Louis rose and tossed the paper carelessly to his mother, who had been an amused listener to the discussion. It never occurred to him to do so before. What did women want to know about politics or the turf?
"Jesus Christ never seemed to care about externals," said Evadne softly. "He chose his friends among the common people."
"For pity's sake, Evadne!" cried Isabelle. "When will you learn that the
Bible is not to be taken literally?"
"Not to be taken literally!" echoed Evadne in wonderment. "How is it to be taken then?"
"Isabelle means that we have to make allowances," said her aunt. "Christ could do a great many things that you cannot."
Evadne was silent, while the words of Jesus kept ringing in her ears: "For I have given you an example, that ye also should do as I have done to you." If only she could understand!
"By the way, Evadne," said Mrs. Hildreth, "I beg you will not repeat your mistake of yesterday."

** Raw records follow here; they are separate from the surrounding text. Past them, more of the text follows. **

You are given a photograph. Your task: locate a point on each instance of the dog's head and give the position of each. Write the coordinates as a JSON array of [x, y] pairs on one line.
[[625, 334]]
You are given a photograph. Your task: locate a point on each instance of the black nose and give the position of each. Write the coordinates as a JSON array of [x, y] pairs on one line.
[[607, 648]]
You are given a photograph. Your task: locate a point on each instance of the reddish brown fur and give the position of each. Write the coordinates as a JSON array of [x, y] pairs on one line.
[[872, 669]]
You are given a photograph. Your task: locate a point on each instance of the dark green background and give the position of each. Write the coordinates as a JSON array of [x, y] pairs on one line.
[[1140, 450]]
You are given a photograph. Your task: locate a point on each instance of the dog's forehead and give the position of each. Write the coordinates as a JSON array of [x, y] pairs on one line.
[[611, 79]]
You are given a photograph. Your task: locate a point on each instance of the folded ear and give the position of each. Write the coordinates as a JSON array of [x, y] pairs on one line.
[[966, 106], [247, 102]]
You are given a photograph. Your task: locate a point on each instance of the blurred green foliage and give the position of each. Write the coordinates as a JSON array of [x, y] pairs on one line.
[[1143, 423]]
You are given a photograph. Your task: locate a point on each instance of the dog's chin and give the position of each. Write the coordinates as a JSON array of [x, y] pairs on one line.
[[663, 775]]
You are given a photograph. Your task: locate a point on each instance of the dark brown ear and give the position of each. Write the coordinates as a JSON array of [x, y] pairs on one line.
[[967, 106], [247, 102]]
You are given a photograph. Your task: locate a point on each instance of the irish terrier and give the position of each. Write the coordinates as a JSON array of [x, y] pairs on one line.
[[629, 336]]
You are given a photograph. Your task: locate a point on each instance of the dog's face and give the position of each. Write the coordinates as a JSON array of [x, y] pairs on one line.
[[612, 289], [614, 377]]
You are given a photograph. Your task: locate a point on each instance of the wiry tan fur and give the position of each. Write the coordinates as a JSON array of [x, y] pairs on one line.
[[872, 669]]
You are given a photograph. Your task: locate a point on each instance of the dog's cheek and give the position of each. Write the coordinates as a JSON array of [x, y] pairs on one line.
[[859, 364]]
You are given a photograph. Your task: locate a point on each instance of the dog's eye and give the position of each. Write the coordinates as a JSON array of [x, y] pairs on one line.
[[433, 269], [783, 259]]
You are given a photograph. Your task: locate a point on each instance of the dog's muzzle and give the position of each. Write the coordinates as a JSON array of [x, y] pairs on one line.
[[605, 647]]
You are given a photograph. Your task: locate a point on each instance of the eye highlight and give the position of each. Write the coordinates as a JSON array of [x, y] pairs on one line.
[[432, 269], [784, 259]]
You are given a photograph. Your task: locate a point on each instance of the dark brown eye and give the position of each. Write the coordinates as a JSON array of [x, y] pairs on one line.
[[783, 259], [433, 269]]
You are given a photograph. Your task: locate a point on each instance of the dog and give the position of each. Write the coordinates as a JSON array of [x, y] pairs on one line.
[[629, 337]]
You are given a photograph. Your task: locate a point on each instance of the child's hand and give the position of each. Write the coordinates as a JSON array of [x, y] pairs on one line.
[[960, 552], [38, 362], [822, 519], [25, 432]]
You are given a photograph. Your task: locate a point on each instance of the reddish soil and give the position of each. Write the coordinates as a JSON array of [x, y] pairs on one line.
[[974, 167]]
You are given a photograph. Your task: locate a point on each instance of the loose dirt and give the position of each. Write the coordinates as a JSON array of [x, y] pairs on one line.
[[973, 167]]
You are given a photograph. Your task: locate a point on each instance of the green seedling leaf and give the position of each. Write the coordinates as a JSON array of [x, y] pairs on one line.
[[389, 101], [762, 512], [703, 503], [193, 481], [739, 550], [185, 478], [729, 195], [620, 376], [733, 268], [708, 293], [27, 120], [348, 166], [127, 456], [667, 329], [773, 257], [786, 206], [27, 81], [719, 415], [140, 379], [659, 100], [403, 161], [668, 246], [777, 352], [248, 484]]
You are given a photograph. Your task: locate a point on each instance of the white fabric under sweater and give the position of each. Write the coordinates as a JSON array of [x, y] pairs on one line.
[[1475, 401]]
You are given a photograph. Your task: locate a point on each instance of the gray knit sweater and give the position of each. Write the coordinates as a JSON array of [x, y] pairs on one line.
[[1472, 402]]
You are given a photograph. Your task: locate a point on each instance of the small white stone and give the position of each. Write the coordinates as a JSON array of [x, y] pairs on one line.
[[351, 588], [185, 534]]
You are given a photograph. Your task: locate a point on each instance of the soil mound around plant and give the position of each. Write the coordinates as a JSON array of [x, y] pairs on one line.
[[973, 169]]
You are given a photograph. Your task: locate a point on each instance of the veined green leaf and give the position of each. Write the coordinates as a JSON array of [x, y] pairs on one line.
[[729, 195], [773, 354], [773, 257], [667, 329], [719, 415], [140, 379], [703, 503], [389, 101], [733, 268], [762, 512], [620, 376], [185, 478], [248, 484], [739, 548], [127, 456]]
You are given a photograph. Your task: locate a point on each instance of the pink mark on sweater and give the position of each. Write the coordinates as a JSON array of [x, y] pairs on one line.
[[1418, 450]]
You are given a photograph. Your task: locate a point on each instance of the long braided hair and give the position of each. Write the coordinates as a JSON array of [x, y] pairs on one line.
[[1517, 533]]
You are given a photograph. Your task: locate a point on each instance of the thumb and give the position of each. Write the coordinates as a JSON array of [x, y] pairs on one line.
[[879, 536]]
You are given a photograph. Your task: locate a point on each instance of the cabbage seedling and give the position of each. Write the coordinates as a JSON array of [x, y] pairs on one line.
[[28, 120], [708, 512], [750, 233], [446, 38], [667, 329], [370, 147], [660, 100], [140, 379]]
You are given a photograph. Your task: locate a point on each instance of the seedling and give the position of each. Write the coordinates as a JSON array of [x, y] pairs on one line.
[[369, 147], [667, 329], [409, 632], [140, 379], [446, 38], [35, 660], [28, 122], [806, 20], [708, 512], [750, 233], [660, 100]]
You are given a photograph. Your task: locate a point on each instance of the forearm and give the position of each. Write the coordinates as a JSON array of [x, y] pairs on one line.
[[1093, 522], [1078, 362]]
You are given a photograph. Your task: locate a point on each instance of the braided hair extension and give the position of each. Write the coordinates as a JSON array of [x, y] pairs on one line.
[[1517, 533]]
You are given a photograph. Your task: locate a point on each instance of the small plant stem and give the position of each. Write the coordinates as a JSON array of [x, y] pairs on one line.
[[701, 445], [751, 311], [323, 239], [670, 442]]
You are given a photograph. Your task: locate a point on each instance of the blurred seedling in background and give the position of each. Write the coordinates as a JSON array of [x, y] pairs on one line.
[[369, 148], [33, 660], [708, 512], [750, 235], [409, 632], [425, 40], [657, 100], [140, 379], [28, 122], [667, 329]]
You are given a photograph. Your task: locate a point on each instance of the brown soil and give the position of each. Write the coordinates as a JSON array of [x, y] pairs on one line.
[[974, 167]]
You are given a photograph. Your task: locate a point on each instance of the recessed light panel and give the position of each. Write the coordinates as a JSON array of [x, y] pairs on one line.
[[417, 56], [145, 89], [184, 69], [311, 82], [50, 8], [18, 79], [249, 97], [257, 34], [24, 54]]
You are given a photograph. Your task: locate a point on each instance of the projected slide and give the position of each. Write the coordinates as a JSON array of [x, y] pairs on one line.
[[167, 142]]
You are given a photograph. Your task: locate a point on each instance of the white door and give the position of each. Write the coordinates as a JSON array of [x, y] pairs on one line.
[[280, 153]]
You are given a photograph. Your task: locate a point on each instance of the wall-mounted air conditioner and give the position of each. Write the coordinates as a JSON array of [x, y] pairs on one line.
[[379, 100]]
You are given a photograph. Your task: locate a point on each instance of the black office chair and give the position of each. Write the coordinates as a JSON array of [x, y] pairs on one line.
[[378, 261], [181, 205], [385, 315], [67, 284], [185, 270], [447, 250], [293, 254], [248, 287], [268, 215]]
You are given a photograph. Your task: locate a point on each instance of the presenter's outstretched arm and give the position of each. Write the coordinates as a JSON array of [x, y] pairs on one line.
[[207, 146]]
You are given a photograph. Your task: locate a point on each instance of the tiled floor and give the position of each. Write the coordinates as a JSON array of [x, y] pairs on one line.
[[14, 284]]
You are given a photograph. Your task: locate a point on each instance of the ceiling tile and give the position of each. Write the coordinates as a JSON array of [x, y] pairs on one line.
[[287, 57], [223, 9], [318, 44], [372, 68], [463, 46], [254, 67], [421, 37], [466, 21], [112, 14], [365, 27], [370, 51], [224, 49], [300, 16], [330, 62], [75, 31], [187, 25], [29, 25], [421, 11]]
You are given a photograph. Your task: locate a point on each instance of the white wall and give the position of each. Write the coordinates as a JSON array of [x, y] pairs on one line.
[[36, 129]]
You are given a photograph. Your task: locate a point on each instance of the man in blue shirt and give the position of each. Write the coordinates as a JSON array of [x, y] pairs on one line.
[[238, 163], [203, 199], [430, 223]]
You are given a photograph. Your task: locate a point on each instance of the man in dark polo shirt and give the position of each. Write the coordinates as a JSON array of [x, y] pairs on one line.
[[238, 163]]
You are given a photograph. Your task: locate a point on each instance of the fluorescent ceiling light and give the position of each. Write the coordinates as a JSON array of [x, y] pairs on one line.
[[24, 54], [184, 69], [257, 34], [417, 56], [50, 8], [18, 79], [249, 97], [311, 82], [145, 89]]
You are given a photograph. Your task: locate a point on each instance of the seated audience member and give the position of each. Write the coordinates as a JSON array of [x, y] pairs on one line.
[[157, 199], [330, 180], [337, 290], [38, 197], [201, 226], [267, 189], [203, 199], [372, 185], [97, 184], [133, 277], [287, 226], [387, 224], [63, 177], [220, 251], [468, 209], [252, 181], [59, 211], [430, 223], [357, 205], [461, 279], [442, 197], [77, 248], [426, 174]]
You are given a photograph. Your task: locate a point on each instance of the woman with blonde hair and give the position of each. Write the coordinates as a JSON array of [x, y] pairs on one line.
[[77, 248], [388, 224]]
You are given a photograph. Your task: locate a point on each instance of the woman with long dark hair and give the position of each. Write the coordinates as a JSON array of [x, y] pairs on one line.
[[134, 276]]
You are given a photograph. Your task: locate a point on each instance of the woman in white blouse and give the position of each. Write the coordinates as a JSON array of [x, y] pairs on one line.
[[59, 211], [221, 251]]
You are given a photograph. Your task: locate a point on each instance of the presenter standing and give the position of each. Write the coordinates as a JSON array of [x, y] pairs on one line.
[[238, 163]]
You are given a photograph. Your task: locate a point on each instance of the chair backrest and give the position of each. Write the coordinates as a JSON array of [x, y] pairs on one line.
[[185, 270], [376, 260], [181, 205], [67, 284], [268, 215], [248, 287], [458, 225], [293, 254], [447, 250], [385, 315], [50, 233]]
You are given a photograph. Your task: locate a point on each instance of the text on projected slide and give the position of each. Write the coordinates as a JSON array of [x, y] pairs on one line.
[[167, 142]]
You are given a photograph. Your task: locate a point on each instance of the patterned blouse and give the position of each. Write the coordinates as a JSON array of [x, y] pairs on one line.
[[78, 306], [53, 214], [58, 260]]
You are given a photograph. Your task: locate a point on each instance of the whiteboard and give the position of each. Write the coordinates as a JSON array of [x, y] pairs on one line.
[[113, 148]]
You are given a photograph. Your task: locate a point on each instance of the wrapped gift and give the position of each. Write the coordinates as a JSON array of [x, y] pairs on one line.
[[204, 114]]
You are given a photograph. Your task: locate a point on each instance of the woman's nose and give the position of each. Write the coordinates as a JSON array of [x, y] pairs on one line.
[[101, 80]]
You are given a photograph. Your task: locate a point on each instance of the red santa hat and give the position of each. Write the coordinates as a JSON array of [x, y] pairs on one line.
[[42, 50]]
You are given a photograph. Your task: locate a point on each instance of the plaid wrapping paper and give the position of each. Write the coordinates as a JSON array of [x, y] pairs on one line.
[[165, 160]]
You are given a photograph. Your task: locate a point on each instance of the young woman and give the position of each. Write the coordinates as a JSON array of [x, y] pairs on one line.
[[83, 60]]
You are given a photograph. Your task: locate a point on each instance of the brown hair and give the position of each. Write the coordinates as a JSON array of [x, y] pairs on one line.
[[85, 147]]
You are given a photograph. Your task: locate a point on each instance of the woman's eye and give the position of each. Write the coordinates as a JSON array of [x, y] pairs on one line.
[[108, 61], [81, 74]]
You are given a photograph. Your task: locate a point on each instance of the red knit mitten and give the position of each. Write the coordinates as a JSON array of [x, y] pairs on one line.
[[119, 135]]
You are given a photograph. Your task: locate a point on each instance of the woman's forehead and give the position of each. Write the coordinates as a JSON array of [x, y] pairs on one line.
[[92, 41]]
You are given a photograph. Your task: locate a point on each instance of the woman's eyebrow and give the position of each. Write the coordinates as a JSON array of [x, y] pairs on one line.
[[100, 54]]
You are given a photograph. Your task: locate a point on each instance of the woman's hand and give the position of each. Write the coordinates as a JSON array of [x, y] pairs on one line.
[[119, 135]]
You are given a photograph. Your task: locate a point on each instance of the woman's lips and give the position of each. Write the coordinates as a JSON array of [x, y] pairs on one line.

"What do you mean, Aunt Kate?"
"Bringing such a disreputable character into the house. When I came in and found her sitting in the hall and you talking to her I was perfectly paralyzed. Horrible! Why her rags were abominable, and her feet were bare!"
"But she had no shoes, Aunt Kate, and she was just my height. I was so glad that my clothes would fit her."
"A pretty thing to have your clothes paraded through the streets by such a creature! Most likely she would pawn them for gin. I am sure she was an improper character."
"But, Aunt Kate," pleaded Evadne, "Jesus Christ says we must clothe the naked and feed the hungry if we would be his followers. I must do as he tells me for I am going to follow him."
"Your uncle does enough of that for the family," said her aunt coldly.
"I do not wish you to try any such experiments again."
Puzzled and chilled, Evadne left the room. Was obeying the commands of
Christ only an "experiment" after all?
She crept up to her favorite retreat and threw herself upon her gayly covered couch. "Oh, Jesus Christ!" she cried passionately, "I am glad I did not live in Galilee when you were there! Aunt Kate and Isabelle would have thought it bad form for me to follow you in the crowd where the sinners were. But they can't keep me from doing so now!
"Oh, I wish I were dead! No one would care. Yes, Pompey would be sorry.
Louis would call it 'a sable attachment,' but Pompey loved my father.
Oh, dearest! dearest!"
She buried her head in her hands while wave after wave of desolation broke over the lonely soul. "A beautiful possibility" her knight of the gate had said. Could life become that to her?
Downstairs Pompey began to sing,—
"Shall we meet beyond the river,
Where the surges cease to roll,
Where in all the bright forever
Sorrow ne'er shall press the soul?"
The rich vibrations rolled up and trembled about her. She held out her arms and her voice broke in a cry of triumphant faith, "Yes, we shall meet, Lord Jesus, face to face!"